Phillips has since stated he believes an eight-team model would be better than 12 and that expansion should wait until a full review of college football’s practices and protocols can take place.

Pac-12 commissioner George Kliavkoff called the current system “broken” during a radio interview in early January. A few days later, the Pac-12 issued a statement saying it would back any proposal for an expanded Playoff.

“The Pac-12 is strongly in favor of CFP expansion,” the conference said in a statement on Jan. 10, “and we support all of the six most-discussed expansion models that would allow for expansion to occur in time for the final two years of the current CFP agreement. … The Pac-12 will continue to take a solution-oriented and flexible approach to allow for CFP expansion to occur as soon as possible.”

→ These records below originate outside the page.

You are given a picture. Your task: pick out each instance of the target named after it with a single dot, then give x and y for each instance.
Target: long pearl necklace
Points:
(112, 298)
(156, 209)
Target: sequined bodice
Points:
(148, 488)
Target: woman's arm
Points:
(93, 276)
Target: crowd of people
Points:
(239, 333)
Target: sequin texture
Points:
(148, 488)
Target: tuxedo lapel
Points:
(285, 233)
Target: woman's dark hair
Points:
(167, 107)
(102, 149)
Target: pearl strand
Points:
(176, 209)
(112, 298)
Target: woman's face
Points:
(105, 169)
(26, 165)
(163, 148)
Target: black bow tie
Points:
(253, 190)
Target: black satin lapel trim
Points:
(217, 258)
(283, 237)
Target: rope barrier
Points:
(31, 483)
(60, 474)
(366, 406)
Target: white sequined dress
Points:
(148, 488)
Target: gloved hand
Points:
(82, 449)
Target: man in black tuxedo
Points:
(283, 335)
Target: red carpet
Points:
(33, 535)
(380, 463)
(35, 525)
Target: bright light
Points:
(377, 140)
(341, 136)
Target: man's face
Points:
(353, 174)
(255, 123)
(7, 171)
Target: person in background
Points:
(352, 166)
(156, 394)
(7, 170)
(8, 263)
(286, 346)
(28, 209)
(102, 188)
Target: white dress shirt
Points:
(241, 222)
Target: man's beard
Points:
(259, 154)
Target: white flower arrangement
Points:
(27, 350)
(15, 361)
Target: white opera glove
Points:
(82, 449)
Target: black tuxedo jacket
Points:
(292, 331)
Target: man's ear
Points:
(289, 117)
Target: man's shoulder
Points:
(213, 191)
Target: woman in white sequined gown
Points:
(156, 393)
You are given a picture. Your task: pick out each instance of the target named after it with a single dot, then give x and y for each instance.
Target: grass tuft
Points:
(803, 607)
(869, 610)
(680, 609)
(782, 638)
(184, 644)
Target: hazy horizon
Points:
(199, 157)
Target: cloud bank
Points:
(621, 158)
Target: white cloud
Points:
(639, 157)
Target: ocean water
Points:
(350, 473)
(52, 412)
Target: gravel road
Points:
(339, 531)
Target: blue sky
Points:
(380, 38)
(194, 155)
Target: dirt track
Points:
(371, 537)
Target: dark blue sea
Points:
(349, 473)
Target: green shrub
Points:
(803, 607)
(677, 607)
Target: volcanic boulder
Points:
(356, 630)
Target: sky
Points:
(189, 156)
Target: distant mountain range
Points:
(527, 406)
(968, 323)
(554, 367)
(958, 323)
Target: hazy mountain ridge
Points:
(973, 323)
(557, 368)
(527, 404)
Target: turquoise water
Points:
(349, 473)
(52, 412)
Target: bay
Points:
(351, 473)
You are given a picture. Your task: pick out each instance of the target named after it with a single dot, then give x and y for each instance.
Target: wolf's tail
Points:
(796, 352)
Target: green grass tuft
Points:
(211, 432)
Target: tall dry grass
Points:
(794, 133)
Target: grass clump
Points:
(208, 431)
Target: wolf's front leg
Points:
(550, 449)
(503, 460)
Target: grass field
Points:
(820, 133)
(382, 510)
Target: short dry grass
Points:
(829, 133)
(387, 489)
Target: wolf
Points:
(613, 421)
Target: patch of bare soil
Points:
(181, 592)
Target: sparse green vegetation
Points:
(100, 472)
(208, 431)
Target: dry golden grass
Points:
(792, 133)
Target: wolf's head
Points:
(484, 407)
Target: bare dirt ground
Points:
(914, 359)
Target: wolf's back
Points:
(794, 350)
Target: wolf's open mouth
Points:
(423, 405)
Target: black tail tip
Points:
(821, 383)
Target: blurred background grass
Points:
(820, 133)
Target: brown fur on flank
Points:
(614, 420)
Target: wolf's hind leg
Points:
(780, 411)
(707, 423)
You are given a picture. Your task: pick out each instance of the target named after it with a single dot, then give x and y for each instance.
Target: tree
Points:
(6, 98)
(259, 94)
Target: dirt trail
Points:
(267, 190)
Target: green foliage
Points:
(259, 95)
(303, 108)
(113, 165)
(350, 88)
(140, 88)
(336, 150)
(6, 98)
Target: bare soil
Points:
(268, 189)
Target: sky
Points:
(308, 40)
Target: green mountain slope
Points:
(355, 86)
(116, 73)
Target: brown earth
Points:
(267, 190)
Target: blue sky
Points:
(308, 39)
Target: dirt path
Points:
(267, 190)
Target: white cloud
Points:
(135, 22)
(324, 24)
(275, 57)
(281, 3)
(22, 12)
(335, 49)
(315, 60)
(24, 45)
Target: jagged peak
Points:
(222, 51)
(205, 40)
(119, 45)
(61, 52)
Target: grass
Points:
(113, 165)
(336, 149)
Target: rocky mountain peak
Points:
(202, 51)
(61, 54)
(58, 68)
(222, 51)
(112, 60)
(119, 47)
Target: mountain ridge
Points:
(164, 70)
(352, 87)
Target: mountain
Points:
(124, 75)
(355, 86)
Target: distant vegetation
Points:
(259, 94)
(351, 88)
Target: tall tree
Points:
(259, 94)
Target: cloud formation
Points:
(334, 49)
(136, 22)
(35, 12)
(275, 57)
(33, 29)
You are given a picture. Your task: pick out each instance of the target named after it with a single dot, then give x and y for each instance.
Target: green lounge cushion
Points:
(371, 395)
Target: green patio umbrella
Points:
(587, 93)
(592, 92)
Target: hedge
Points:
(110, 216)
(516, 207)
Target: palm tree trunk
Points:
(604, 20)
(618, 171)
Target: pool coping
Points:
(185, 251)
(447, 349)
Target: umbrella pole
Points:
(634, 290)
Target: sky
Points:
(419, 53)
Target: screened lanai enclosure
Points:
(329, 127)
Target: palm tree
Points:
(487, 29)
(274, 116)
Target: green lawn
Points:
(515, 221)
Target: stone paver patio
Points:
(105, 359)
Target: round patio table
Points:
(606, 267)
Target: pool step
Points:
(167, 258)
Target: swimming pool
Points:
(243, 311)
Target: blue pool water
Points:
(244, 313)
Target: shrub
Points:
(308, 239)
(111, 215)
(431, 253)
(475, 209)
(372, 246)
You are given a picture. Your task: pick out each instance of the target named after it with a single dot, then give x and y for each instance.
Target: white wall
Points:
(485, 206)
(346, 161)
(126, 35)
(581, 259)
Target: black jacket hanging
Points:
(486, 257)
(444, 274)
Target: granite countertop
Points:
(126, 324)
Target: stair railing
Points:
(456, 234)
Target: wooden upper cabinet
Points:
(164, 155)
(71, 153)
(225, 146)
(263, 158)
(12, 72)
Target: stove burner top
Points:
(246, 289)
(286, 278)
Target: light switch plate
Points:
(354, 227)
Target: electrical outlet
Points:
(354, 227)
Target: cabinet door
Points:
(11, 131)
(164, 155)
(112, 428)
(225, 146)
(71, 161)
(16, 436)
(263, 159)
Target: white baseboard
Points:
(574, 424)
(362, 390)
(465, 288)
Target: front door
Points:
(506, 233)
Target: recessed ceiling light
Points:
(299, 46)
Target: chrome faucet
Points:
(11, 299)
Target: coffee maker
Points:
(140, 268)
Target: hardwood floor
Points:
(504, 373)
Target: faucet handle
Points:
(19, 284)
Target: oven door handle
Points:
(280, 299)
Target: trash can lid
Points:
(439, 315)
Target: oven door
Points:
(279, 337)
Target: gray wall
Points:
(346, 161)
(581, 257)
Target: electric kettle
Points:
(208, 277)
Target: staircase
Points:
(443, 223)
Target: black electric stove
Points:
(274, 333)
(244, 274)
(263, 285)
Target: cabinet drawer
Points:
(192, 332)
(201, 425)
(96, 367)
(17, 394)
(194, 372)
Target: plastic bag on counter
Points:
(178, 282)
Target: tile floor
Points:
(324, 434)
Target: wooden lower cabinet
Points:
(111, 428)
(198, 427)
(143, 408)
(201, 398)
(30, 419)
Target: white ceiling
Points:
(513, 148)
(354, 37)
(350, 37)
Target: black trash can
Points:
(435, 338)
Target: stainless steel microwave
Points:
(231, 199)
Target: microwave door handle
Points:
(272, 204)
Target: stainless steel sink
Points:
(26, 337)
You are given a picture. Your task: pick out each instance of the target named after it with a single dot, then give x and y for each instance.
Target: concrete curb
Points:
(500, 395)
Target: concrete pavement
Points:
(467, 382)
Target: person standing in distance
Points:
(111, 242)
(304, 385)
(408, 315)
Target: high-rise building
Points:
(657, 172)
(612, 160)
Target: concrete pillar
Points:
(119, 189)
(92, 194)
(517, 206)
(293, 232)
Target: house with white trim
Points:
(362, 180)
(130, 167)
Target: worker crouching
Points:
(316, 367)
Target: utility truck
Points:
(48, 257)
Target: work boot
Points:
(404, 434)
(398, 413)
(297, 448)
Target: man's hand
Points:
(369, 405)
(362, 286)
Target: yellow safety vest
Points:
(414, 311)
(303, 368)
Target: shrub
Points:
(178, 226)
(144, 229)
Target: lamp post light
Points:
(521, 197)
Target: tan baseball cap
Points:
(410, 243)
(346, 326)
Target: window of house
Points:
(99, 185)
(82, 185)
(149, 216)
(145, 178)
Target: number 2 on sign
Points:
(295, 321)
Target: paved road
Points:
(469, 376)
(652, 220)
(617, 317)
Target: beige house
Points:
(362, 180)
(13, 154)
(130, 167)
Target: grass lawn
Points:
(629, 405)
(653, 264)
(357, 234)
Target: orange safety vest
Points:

The six models referenced are:

  1. The 12 highest-ranked teams
  2. Automatic qualifications (AQs) for the six highest-rated conference champions and six at-large bids (“6+6”) (the original proposal made by the CFP sub-committee in June of 2021)
  3. AQs for the P5 champions and one AQ for the highest-ranked Group of Five champion, with six at-large bids (“5+1+6”)
  4. Qualification for the eight highest-ranked teams
  5. AQs for the six highest-ranked conference champs and two at-large bids (“6+2”)
  6. AQs for the P5 champs, one AQ for the highest-ranked Group of Five champ, with two at-large bids (“5+1+2”)

In order to expand the field, there needs to be unanimous agreement from all 11 members of the CFP Board. It seems there’s still a ways to go on that front.